The road to the official opening of the park has been a long one.
Community groups first approached the Quebec ministry for forests, wildlife and parks in 2002 with a proposal to save Pointe Opémican by integrating it into a provincial park, but it took more than a decade of study and public consultation for the ministry to finalize the boundaries for the park. In 2013, responsibility for the development of the park was transferred to the Société des établissements de plein air du Québec (SÉPAQ), a crown corporation that manages the province’s 23 parks and 15 wildlife reserves. As construction began on the roads, campsites and visitor centre, SÉPAQ struck a roundtable made up of representatives from the local municipalities, including the Wolf Lake and Kebaowek First Nations, to keep them updated on the progress.
At first there were a lot of questions, says Patricia Noël, president of Laniel’s municipal council.

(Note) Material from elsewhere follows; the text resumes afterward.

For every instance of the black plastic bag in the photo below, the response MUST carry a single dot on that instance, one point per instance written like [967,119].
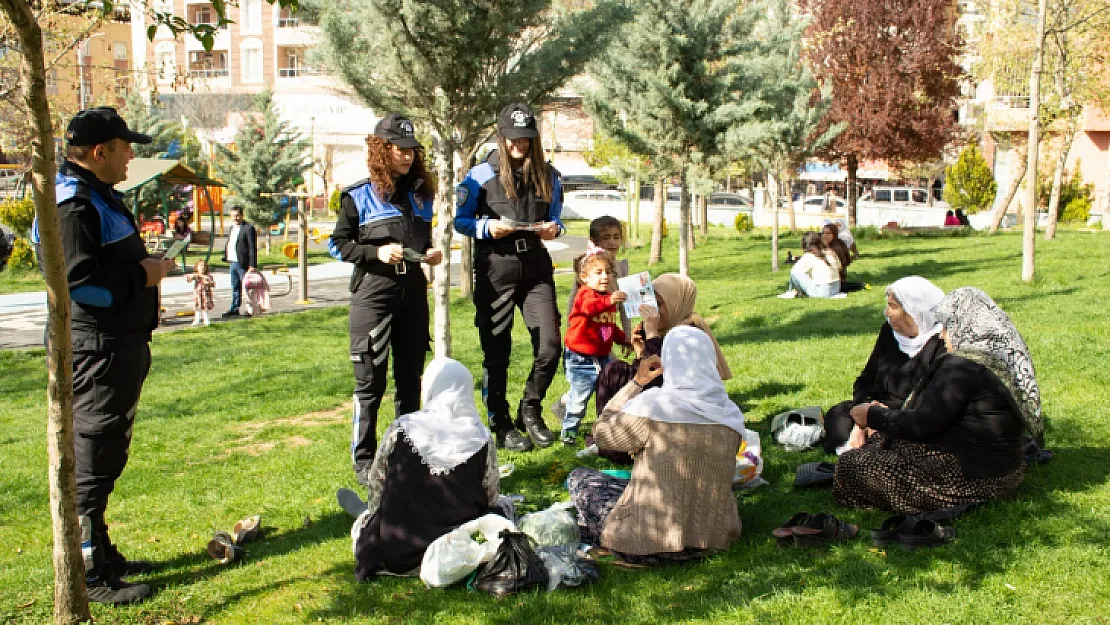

Laniel, an unorganized territory within the larger regional municipality of Témiscamingue, has just 80 year-round residents. “A lot of people were scared that with the park, they would lose the tranquility and the wilderness they found here,” she says. “We want to develop tourism, but in a way that respects nature.”
Now, she says, with the park’s opening imminent, uncertainty has given way to excitement at the possibilities for showcasing the region to a national and international audience.
“It’s not just the beautiful views,” she says. “I can’t explain it, but we have ‘wow’ here.”